La boda, en sí, era ya una monstruosidad. Pero obligarle a permanecer allí, junto a la difunta, resultaba aún peor. E incluso más injustificado, más absurdo ¿Qué ganaba nadie con ello? ¿Por qué llevar las cosas tan lejos en aquella farsa horrible? ¿Acaso se pensaba que pasar junto a la novia muerta el resto de la noche de bodas significaba en cierto modo una consumación del propio e imposible matrimonio sobre un hombre vivo y una mujer sin vida? La sola idea de que le hubieran podido exigir la
auténtica
consumación con un cadáver le causaba escalofríos.

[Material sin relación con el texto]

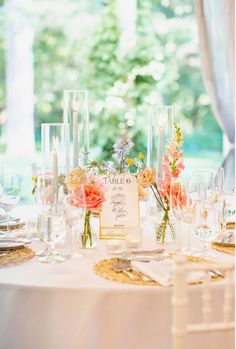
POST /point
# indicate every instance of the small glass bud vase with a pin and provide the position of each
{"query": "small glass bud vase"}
(165, 228)
(87, 231)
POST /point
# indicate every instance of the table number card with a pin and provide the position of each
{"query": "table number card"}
(121, 208)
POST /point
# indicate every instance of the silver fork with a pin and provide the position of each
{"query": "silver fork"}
(125, 266)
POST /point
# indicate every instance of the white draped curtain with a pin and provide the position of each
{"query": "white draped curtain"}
(217, 43)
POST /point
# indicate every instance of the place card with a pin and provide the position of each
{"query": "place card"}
(121, 209)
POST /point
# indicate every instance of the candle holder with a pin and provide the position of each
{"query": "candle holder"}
(76, 114)
(55, 158)
(160, 130)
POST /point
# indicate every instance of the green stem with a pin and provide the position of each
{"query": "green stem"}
(165, 221)
(87, 233)
(158, 200)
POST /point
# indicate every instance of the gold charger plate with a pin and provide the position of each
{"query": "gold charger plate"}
(104, 268)
(223, 247)
(22, 254)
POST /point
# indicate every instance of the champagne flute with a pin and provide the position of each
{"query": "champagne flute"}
(72, 216)
(45, 199)
(9, 194)
(47, 228)
(206, 224)
(178, 203)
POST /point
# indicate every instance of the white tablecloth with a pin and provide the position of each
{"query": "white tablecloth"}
(67, 306)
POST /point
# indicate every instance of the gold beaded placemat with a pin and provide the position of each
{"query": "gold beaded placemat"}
(222, 248)
(16, 256)
(104, 268)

No, no podían pensar siquiera que tan atroz aberración pudiera pasarle por la mente, ni aun estando a solas con su pareja. Cierto que gozaba de una pésima fama como disoluto, mujeriego caprichoso, incluso depravado para algunas conciencias demasiado estrechas. Pero de eso a intentar siquiera un acto sexual con una muerta, existía un auténtico abismo insalvable.

De repente se volvió con brusquedad, rompiendo el hilo de sus pensamientos. Creía haber oído un crujido.

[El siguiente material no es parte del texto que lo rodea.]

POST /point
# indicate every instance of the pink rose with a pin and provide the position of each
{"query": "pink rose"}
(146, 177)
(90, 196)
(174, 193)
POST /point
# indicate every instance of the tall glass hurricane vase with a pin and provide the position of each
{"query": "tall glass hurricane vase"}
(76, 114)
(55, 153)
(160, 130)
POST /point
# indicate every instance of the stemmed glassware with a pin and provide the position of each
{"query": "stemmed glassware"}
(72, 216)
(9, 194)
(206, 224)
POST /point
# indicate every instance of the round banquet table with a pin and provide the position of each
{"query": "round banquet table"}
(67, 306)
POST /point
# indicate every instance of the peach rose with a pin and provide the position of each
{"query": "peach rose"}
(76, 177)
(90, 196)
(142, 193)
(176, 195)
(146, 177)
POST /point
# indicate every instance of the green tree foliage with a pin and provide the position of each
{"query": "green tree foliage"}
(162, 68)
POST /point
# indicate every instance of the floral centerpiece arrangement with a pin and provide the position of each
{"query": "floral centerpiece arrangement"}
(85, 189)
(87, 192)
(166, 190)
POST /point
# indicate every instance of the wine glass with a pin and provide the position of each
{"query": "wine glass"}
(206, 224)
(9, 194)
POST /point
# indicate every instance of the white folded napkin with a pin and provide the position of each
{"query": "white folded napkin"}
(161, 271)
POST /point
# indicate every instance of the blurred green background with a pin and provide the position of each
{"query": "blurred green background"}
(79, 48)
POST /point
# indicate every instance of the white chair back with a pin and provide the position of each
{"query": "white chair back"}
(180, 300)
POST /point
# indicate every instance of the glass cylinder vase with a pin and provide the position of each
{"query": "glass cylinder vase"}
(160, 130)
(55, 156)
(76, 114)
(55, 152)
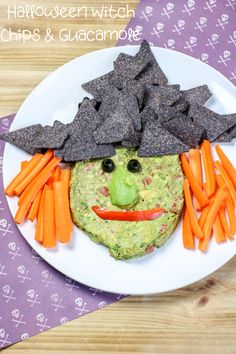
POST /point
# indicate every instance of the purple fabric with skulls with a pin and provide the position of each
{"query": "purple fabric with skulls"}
(34, 297)
(204, 29)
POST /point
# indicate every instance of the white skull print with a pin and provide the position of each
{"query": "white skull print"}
(16, 313)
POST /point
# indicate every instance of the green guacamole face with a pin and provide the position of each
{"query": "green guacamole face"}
(159, 183)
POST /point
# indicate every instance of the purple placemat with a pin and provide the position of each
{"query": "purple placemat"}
(203, 29)
(34, 297)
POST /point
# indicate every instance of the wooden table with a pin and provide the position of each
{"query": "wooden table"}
(198, 319)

Era tan fácil que un viejo y pesado mueble crujiese en el silencio de la noche… Aun así, contempló la cama aprensivamente. Del dosel majestuoso descendían cortinajes recogidos, color marfil. Sobre las ropas yacía la virginal figura femenina, como dormida apaciblemente. Sólo que no estaba dormida, y él lo sabía.

Tuvo un leve sobresalto. Entornó los ojos, escudriñadores. ¿Se había
movido
el cadáver? Daba esa impresión al menos. Recordó que, durante un velatorio, resultaba fácil sugestionarse hasta el punto de creer que un cuerpo sin vida se movía. Eso debía haber sido, lógicamente. Ella
no
podía moverse.

¿Y sus párpados? ¿Estaban yertos, fríos e inmóviles? ¿O se agitaban a veces con el amago de un leve parpadeo? ¿Empezaba a sufrir alucinaciones, terrores infantiles? ¿Era tal la influencia de la muerte sobre los seres vivos?

—No, no debo dejarme dominar por el miedo, por la aprensión —susurró entre dientes paseando de nuevo. Tuvo que aplastar rápidamente el cigarrillo en la alfombra, pisándolo luego con rabia. Le había quemado casi los dedos. Estaba nervioso, inquieto. Empezaba a sentirse demasiado influido por aquella horrible noche a solas con un cadáver.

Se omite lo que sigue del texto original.